Visualize the output from the above HIF2A simulation.
We use py3DMol to visualize the output gro file.

In [None]:
#@title Visualize the output conformation of the HIF2A simulation.
import py3Dmol

view = py3Dmol.view()
work_dir = get_work_dir(md.output)

view.addModel(
    open(os.path.join(work_dir, output_file_base + '.gro'), 'r').read(), 'gro')

view.zoomTo()
view.setBackgroundColor('white')
view.setStyle({}, {'cartoon': {'color': 'spectrum'}})

view.show()

# ABFE Workflow
-----

## 1. Copy input files and setup folder structure

This is the structure for each calculation.

```
ligand1/
  water/                # ligand in water simulations
    stateA/             # coupled ligand (i.e. solvated)
      run1/             # only 1 run as example, but we'll have >1
        em/             # energy minimization
        eq_posre/       # equilibration with position restraints
        eq/             # equilibrium simulation
        transitions/    # non-equilibrium transitions
          frame1/       # individual non-eq runs starting
          frame2/
          ...
          frame100/    
    stateB              # decoupled ligand (i.e. in vacuum)
      run1/
        em/
        eq_posre/
        eq/
        transitions/
  protein/              # ligand in protein simulations
    stateA/             # coupled ligand (i.e. protein-ligand complex)
      run1/
        em/
        eq_posre/
        eq/
        transitions/
    stateB/             # decoupled ligand (i.e. apo protein + restr ligand)
      run1/
        em/
        eq_posre/
        eq/
        transitions/
```

### Setup protein-ligand restraints
This step identifies the set of restraints to be used for the `protein/stateB` simulations.

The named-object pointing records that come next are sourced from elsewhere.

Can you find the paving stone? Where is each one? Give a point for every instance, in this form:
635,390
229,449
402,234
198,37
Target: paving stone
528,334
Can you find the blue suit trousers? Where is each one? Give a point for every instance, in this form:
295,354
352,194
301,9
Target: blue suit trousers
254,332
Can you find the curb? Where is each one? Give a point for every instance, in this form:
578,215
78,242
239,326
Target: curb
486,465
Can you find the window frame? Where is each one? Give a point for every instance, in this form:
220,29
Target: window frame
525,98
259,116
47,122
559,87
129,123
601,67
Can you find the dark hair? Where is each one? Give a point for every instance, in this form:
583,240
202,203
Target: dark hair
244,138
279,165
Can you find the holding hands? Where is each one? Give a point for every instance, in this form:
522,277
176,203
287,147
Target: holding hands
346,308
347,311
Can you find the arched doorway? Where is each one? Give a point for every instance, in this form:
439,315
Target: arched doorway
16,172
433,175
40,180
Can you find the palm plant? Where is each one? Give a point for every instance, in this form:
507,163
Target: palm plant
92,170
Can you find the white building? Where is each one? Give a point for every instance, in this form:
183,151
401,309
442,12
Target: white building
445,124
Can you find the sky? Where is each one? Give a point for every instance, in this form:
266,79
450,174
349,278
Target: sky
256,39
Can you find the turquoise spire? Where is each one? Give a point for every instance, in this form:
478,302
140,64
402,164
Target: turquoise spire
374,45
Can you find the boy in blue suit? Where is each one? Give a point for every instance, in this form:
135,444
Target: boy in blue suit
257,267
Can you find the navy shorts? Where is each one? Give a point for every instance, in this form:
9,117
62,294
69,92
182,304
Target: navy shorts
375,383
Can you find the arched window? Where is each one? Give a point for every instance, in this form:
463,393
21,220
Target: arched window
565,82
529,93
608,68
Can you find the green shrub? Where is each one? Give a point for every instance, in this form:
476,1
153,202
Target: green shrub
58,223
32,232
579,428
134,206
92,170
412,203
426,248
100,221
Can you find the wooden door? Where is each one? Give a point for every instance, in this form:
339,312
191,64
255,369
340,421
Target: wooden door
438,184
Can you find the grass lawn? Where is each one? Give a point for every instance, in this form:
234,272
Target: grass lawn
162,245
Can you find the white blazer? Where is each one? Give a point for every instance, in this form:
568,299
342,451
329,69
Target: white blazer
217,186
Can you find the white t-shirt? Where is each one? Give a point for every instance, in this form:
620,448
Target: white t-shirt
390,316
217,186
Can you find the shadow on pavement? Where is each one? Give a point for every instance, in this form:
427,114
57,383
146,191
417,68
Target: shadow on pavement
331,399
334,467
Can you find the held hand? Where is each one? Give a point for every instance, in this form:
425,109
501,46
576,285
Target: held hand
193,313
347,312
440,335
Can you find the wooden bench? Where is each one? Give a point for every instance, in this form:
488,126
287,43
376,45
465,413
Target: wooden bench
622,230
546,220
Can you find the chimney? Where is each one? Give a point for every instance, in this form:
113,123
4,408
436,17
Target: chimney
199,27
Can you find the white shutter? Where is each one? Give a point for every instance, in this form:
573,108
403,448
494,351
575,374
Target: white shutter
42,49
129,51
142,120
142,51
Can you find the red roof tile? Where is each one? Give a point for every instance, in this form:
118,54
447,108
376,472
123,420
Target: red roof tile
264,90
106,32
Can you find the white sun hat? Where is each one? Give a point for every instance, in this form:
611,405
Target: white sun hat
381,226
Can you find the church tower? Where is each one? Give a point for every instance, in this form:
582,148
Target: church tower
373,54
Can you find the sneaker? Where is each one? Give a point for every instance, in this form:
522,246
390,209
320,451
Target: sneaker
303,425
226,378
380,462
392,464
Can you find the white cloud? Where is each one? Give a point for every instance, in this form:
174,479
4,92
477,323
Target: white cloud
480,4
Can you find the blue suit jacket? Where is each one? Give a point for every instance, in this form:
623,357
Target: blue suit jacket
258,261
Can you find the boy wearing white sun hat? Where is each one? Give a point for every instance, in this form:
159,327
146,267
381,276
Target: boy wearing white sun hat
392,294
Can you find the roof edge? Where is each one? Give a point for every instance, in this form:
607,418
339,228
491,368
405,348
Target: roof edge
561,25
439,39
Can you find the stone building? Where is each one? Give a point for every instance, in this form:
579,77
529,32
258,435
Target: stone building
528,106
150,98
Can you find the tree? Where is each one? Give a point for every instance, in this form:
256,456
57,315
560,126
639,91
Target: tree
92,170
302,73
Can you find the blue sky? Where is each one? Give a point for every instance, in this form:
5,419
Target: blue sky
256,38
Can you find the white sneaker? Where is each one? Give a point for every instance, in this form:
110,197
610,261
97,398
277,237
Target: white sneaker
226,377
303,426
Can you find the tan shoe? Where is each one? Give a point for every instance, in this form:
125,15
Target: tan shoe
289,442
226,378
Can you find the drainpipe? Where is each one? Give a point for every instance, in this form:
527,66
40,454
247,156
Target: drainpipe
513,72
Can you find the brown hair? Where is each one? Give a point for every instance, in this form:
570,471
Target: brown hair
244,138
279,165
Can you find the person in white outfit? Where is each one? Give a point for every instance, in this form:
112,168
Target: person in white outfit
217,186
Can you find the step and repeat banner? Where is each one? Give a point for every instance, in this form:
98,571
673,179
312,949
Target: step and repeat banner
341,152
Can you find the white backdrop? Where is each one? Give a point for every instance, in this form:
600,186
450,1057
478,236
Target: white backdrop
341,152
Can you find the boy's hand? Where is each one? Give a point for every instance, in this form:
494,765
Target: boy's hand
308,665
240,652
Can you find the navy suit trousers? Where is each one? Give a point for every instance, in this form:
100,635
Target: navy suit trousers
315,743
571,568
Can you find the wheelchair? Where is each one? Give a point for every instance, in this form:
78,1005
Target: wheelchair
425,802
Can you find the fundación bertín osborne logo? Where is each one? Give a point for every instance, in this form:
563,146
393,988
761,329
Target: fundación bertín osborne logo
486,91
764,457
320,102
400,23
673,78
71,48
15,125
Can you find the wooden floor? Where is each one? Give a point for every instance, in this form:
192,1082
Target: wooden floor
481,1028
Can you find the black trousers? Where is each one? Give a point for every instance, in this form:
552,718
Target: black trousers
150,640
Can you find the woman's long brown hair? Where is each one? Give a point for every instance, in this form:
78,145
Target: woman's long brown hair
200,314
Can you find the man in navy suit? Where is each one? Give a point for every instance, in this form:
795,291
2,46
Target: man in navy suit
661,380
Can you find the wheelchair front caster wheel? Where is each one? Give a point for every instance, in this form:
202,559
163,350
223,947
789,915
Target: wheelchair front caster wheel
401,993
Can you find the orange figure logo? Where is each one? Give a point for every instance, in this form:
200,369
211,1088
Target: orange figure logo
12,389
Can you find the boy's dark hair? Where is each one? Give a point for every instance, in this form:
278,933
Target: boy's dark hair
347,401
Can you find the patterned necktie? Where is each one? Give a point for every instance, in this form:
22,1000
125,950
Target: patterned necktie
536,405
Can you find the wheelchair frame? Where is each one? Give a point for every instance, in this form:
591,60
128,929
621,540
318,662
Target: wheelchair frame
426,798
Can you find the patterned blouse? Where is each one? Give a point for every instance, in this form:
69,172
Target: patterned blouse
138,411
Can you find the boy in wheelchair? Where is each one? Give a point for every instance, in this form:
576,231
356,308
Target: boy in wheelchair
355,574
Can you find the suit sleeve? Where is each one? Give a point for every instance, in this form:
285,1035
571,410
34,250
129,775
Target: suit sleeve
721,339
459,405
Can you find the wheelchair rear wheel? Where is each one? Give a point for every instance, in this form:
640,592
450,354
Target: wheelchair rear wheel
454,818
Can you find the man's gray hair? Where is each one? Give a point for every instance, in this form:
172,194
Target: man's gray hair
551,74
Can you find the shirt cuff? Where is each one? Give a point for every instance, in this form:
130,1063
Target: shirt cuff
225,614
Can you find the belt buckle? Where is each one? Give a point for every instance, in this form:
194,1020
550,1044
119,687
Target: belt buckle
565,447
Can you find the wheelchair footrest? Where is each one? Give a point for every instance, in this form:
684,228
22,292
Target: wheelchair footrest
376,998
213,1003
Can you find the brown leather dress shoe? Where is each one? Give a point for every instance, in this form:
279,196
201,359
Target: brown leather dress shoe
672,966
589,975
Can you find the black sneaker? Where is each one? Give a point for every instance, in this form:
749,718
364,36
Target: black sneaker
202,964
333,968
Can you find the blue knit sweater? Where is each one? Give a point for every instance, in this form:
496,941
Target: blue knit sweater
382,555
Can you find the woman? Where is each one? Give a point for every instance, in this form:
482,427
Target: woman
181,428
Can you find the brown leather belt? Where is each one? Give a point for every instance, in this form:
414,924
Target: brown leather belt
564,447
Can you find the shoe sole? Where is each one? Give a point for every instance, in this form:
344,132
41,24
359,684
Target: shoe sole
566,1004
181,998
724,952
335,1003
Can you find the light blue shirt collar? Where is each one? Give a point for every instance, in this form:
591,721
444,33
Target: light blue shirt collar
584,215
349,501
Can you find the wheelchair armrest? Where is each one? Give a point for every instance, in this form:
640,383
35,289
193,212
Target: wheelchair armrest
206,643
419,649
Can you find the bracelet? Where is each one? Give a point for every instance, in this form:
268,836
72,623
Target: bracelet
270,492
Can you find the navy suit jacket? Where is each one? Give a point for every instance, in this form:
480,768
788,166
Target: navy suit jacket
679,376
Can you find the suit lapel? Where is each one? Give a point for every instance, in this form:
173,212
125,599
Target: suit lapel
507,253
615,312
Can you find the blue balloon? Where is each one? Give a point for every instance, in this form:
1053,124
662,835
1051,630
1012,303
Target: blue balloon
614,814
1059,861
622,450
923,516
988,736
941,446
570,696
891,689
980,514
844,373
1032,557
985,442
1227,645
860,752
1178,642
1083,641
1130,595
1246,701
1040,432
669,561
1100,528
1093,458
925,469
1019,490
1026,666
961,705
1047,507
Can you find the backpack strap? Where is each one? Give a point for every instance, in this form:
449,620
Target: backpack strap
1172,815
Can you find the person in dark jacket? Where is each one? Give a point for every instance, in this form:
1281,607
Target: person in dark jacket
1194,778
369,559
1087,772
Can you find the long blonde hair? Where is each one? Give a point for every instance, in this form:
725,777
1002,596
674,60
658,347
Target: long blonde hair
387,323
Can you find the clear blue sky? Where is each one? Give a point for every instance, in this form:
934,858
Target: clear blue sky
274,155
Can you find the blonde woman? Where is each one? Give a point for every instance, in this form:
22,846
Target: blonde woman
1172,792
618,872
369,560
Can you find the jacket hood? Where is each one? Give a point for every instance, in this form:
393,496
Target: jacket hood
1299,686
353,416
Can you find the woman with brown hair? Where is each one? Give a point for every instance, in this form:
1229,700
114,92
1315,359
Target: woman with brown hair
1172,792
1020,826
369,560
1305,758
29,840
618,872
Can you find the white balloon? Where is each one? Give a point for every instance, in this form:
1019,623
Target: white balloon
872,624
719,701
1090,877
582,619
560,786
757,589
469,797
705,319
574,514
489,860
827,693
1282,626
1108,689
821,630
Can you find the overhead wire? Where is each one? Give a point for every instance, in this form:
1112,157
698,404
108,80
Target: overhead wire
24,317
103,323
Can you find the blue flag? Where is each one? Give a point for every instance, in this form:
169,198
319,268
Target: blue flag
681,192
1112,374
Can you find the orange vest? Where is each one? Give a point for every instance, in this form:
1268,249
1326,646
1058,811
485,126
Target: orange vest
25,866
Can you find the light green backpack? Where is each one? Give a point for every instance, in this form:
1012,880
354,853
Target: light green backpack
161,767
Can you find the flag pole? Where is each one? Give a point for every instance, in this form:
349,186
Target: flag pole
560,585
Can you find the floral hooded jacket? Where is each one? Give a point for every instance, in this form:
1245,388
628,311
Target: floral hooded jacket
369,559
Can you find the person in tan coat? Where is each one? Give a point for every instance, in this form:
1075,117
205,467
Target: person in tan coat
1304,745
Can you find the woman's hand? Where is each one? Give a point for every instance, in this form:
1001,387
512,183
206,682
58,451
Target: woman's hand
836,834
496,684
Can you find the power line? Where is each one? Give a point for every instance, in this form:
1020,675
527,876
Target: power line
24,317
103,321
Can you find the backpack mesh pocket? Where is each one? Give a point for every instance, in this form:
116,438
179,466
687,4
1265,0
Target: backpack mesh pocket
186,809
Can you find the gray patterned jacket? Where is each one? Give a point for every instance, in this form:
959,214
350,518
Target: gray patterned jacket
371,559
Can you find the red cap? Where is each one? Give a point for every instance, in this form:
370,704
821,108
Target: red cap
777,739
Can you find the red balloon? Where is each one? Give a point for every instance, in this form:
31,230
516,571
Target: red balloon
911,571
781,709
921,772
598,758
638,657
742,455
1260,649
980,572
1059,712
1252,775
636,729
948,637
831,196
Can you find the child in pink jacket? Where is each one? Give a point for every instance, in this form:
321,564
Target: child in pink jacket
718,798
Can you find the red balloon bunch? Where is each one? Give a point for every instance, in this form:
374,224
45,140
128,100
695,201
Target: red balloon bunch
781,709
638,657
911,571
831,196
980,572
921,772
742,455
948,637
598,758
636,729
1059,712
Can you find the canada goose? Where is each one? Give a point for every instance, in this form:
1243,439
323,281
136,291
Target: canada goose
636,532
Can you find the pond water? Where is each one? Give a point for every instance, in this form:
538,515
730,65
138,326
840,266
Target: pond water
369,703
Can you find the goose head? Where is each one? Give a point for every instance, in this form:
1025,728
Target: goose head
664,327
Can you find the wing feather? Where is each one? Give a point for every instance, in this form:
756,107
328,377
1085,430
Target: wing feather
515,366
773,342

--> Matteo: we might be using a new approach for hanlding the restraints in `stateA`. I need to double check with Vytas how this is done in practice with pmx.

## 2. Prepare and run equilibrium simulations
This will prepare and run all simulations in folders `em/`, `eq_posre`, and `eq`.

## 3. Prepare and run non-equilibrium simulations
This extracts N frames from the equilibrium trajectories in the `eq/` folders, puts them in the `frame*/` folders and runs a non-equilibrium simulation from each frame. Each non-equilibrium simulation interpolates between `stateA` and `stateB` (i.e., between the "coupled" and "decoupled" ligand).

## 4. Estimate binding free energy
The analysis will take in .xvg files present in each `frame*/` folder and return the estimated free energy differences.